This quote says it all...

by Justice-One 8 Replies latest jw friends

  • Justice-One

    For the first time in my life, I was reading things, which had not been approved by the Prophet's censors, and the impact on my mind was devastating. Sometimes I would glance over my shoulder to see who was watching me, frightened in spite of myself. I began to sense faintly that secrecy is the keystone of all tyranny. Not force, but secrecy...censorship. When any government, or any church for that matter, undertakes to say to it's subjects, This you may not read, this you must not see, this you are forbidden to know, the end result is tyranny and oppression, no matter how holy the motives. Mighty little force is needed to control a man whose mind has been hoodwinked; contrariwise, no amount of force can control a free man, a man whose mind is free. No, not the rack, not fission bombs, not anything---you can't conquer a free man; the most you can do is kill him. --- Robert A. Heinlein Revolt In 2100

  • daniel-p

    I've read a couple Heinlein books, but it was a long time ago. Any good recommendations?

  • Andy C
    Andy C

    The Moon is a Harsh Mistress.

  • SirNose586

    Hey, hopefully the revolt will come before them, eh?

  • Justice-One

    I enjoyed Farnham's Freehold, and Starship Troopers. As well as 2100.

  • Ouroboros

    I am currently re-reading "Stranger in a Strange Land". Such a great book. Highly recommended.

    "Revolt in 2100" is also a fantastic book.

    Other favorites, in addition to those mentioned:

    Time Enough for Love,


    I Will Fear No Evil

    To Sail Beyond the Sunset

    The Cat Who Walks Through Walls

    Citizen of the Galaxy

    and many, many more....

  • serendipity

    Welcome ouroborus!

  • VM44

    I read Rocket Ship Galileo in elementary school.

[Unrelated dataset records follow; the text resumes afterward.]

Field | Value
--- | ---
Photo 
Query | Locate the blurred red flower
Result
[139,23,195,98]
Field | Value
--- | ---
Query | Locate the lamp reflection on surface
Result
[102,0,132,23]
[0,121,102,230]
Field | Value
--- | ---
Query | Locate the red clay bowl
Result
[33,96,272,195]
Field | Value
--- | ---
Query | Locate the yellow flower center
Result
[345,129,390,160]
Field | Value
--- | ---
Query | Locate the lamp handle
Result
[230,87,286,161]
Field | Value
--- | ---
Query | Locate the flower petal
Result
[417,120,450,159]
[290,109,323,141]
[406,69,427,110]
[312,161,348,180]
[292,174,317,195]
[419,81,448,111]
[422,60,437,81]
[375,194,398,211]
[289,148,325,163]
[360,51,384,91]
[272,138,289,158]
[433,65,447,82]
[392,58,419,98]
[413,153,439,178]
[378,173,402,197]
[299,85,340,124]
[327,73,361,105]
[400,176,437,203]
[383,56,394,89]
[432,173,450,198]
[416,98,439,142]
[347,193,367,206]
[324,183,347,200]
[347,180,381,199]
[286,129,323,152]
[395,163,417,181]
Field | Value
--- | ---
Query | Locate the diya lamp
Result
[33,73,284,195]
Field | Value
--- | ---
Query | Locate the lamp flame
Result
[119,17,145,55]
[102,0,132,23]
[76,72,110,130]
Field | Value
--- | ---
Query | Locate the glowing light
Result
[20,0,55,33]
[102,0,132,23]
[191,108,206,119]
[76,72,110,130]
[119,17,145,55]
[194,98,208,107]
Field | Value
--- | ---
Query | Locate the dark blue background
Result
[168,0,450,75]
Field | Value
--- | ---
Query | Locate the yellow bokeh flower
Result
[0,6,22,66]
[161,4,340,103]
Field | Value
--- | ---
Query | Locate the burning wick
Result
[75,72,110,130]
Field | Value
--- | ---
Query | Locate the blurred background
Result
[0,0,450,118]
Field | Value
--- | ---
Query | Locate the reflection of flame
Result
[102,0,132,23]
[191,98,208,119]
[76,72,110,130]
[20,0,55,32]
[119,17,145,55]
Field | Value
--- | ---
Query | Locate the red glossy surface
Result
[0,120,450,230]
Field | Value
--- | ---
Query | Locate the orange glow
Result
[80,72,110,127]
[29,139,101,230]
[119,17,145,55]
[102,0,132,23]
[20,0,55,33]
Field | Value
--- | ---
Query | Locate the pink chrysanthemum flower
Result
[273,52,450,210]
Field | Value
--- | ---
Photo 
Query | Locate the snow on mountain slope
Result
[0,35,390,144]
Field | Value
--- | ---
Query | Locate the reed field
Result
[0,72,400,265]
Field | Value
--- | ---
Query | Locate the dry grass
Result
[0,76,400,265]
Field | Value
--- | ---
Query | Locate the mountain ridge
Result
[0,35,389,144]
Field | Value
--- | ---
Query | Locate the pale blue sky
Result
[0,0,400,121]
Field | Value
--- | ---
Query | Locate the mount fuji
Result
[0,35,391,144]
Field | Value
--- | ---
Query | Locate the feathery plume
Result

    I was not impressed with how Heinlein turned the plot in the second half of the book towards killing Nazi's on the moon. But the book was published in 1947, a few years after WWII ended, so what can one expect from an author who glorified the military way of life (e.g. Starship Troopers)


  • Justice-One
    so what can one expect from an author who glorified the military way of life (e.g. Starship Troopers)

    I'm not so sure that he glorified the military. But what he did do, was try to show that freedoms are not free.